3.2.2. Study the nature of the extraction solvent. The selection of an appropriate extraction solvent in DLLME step is of great importance for the optimization of the proposed procedure. The extraction solvent has to fulfill some requirements: heavier or lighter than water, low volatility, low solubility in water, and high extraction efficiency towards the Am–Zn complex. For this purpose, several extracting solvents including chloroform, carbon tetrachloride, 1,2-DBE, 1,1,2-TCE, and 1,1,2,2-TCE were investigated. To obtain a constant volume ratio of aqueous phase to organic phase the volume of sedimented phase was selected the same (80 ± 2 μL). For this purpose different volumes of the selected extraction solvents were used (130, 116, 110, 104, and 124 μL for chloroform, carbon tetrachloride, 1,2-DBE, 1,1,2-TCE, and 1,1,2,2-TCE, respectively). Initial volumes of the tested solvents were different because their solubilities in water are not the same. In order to select the optimum extraction solvent, the mentioned volumes of the solvents were added to 1.5 mL acetone containing the analyte (organic phase obtained from the previous HLLE step). The obtained solutions were rapidly injected into 5 mL deionized water solutions containing 500 ng mL−1 of Zn(II) ion, and cloudy solutions were formed. The settled phases after centrifuging were injected into the FAAS system using the home-made microsample introduction system. The results (Fig. 3) show that 1,1,2-TCE is the most effective extraction solvent and gives the highest extraction efficiency for the Am–Zn complex among the five solvents investigated. Also, the consumption volume of 1,1,2-TCE compared to the other solvents is low. Therefore, it was selected as the extraction solvent for the further experiments.

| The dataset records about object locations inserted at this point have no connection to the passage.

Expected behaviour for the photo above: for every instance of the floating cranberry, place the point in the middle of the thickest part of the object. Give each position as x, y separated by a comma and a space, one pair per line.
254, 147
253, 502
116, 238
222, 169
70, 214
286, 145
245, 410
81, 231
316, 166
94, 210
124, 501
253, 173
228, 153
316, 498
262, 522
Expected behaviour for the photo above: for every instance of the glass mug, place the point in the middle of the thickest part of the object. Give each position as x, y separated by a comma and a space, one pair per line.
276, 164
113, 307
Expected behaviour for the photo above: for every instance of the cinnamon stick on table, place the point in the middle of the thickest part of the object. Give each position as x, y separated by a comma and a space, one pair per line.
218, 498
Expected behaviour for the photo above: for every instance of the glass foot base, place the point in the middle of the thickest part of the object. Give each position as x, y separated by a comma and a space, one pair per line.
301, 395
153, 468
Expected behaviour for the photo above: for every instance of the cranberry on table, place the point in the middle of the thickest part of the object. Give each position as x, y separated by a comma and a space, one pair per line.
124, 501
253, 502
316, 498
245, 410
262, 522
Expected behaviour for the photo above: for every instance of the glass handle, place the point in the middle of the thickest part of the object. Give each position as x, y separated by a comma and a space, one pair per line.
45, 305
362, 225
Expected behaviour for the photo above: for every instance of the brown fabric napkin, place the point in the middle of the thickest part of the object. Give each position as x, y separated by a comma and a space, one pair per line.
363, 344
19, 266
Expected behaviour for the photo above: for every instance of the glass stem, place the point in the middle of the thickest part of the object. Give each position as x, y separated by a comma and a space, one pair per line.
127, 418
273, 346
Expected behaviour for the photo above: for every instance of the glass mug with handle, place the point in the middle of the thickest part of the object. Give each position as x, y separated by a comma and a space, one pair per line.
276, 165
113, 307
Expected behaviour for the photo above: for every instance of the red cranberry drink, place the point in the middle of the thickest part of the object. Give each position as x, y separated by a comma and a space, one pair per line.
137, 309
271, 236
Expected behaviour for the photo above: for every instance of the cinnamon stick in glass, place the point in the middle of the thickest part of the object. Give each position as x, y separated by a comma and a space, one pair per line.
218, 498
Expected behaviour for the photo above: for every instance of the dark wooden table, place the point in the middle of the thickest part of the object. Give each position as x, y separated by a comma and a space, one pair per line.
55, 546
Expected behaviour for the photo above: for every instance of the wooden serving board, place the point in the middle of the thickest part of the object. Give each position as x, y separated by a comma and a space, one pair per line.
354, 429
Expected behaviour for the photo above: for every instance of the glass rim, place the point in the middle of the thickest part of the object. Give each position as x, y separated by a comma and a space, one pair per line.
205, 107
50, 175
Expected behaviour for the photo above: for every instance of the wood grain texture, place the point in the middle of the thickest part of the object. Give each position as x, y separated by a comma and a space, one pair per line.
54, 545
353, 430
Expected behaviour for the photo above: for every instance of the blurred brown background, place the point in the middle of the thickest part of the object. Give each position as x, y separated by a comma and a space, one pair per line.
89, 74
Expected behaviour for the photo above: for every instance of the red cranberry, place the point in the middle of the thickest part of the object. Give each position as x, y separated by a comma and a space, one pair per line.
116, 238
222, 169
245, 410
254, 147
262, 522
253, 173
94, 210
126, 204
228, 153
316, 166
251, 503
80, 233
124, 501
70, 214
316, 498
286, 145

image file: c6ra16572a-f3.tif
Fig. 3 Effect of the chemical identity of extraction solvent in DLLME step in the extraction of Am. Extraction conditions: extraction solvent (volume); chloroform (130 μL), carbon tetrachloride (116 μL), 1,2-DBE (110 μL), 1,1,2-TCE (104 μL), and 1,1,2,2-TCE (124 μL). The other conditions are the same as used in Fig. 2, except Zn2+: 500 ng mL−1 was used. The error bars indicate the minimum and maximum of three independent determinations.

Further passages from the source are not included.